I stared at him in the darkness, only the moonlight through the small window offering any illumination, and was stunned to feel a welling pressure in my chest. “I do love you,” I whispered. Sudden tears filled my eyes at the realization that I’d come to cherish him as much more than a friend. When had that happened? “You’re the only one who has ever accepted me just as I am and valued me for more than the youthful beauty that nature must soon diminish.”
“Oh, my darling girl. My heart is yours and always has been.”
I gasped. “What do you mean?”
He kissed me and pulled me against him. “I have loved you from nearly the moment I first met you.”
His words made me ache utterly. “But then . . . why . . .” I struggled to untangle the knot of memories and thoughts and emotions inside me. I’d already been with François when first I’d met Charles and Marie, who found each other soon thereafter. “. . . why didn’t you—”
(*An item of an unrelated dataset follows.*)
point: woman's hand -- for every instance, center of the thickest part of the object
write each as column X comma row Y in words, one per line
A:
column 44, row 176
His fingers fell upon my lips. “I was happy as long as you were happy. It’s all I’ve ever wanted.”
And though he’d had me before, the way we came together in the darkness of that cell was altogether different. For the first time, I wasn’t playing a role with Charles. Instead, I could be and could give him my true self—who was just a girl daring to hope that she’d found a happy future in the arms of the man she loved. Our hushed union was full of understanding and soul-deep connection. A moment of perfection amid the ruins of France.